It’s unlikely that other publishers greeted the decision with anything other than an eye-roll. And while Regnery has earned some cred with its own crowd, the editors of the Times bestsellers list have little reason to lose sleep. Regnery’s books will still appear on the bestsellers list; the company simply won’t print “New York Times Bestseller” on its books or marketing materials, a low-stakes protest that led The Washington Post to label the whole affair a “publicity stunt.”
But that doesn’t mean the controversy is without serious implications. Over the last three decades, conservatives have built a self-contained, self-referential media ecosystem. It has steadily broken away from the mainstream media, doing its own reporting, making its own analysis, and fueling its own outrage. There is now so little overlap between these two worlds that one of their least controversial links—the bestsellers list—has come under fire. Its very triviality shows the extreme lengths that conservatives will go to consciously uncouple from the rest of the world, even if it means sacrificing profits and prestige.

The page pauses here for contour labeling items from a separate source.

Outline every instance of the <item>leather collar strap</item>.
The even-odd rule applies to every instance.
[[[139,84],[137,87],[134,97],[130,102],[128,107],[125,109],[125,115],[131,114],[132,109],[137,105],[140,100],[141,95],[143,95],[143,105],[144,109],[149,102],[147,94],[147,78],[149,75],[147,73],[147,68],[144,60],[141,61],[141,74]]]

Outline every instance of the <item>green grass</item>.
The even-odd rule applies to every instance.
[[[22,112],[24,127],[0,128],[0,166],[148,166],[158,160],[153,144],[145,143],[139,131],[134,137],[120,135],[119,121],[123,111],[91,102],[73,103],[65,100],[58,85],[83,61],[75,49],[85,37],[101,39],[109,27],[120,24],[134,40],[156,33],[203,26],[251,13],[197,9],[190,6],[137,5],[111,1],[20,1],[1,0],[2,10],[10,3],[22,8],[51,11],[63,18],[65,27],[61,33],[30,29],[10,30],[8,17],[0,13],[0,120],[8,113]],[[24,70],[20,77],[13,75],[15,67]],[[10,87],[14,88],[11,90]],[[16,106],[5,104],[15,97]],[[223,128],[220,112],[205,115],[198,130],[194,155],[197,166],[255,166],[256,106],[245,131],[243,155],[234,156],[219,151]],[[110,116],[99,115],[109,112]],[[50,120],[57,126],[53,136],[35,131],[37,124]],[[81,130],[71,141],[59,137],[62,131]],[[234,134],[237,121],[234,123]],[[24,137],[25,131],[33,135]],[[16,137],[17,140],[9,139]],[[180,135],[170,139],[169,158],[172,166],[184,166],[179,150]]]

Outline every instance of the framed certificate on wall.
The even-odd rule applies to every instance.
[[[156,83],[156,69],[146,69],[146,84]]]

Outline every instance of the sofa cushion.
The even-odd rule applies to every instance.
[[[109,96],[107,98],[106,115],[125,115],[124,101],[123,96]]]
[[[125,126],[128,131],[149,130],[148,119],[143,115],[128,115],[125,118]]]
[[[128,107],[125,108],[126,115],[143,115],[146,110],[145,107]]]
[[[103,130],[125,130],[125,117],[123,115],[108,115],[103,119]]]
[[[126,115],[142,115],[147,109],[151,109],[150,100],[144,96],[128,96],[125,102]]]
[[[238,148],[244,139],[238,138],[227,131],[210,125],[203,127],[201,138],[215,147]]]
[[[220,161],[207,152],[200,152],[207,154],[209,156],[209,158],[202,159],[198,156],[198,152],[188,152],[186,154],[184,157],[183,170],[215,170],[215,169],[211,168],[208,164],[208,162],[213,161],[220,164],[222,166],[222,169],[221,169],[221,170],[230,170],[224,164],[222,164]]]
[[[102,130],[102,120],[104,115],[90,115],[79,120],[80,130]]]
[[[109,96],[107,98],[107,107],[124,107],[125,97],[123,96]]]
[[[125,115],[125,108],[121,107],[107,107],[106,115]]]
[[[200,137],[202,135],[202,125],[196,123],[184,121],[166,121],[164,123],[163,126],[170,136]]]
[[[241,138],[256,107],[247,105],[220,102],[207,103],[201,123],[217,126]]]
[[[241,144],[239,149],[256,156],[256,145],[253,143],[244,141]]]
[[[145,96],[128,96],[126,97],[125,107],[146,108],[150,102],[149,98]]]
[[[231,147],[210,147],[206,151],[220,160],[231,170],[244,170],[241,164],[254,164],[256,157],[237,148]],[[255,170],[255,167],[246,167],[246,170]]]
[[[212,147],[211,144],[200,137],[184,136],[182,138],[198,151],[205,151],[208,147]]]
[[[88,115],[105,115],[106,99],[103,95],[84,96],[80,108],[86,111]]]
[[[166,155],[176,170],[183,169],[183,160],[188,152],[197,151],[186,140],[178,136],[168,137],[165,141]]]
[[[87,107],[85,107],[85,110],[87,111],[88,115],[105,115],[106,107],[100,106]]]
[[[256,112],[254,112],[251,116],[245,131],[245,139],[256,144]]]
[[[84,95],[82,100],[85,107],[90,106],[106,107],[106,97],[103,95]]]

There’s no doubt, of course, that Regnery is grandstanding. “I object to them calling what we did ‘just a publicity stunt,’” Ross said in an interview with the New Republic. “But that doesn’t mean we aren’t getting publicity out of it!” Nor is this the first time that the Times bestsellers list has been attacked by conservatives for its alleged bias. Two years ago, while he was running for president, Ted Cruz whined that his book hadn’t made the bestsellers list (until it did). But complaining about the Times’s shadowy methodology—its formula for selecting bestsellers is a closely guarded secret—is commonplace throughout the publishing industry. Liberal publishers get mad at the list, too, because every publisher, at one time or another, gets mad at the list.
Regnery’s experience with the list is a familiar one. The Big Lie, Ross told the New Republic, sold 11,380 copies its first week. That was more than any other hardcover title, according to Nielsen BookScan, which tracks book sales. And yet, when the bestsellers list came out, it was number eight. (Nielsen now claims to capture 85 percent of the market—the real percentage is almost certainly lower, but it’s the most authoritative source for sales and is widely used by both publishers and journalists.)
The following week, it sold 12,054 copies, according to Ross. Once again this was more than any other hardcover title. When the list came out, it only moved up one more slot. And what happened to The Big Lie was not an isolated incident, Ross told me. Another Regnery title, No Go Zones, which attempts to add journalistic heft to the myth that sharia law is taking hold in the West, didn’t appear on the list at all, despite selling 3,994 copies.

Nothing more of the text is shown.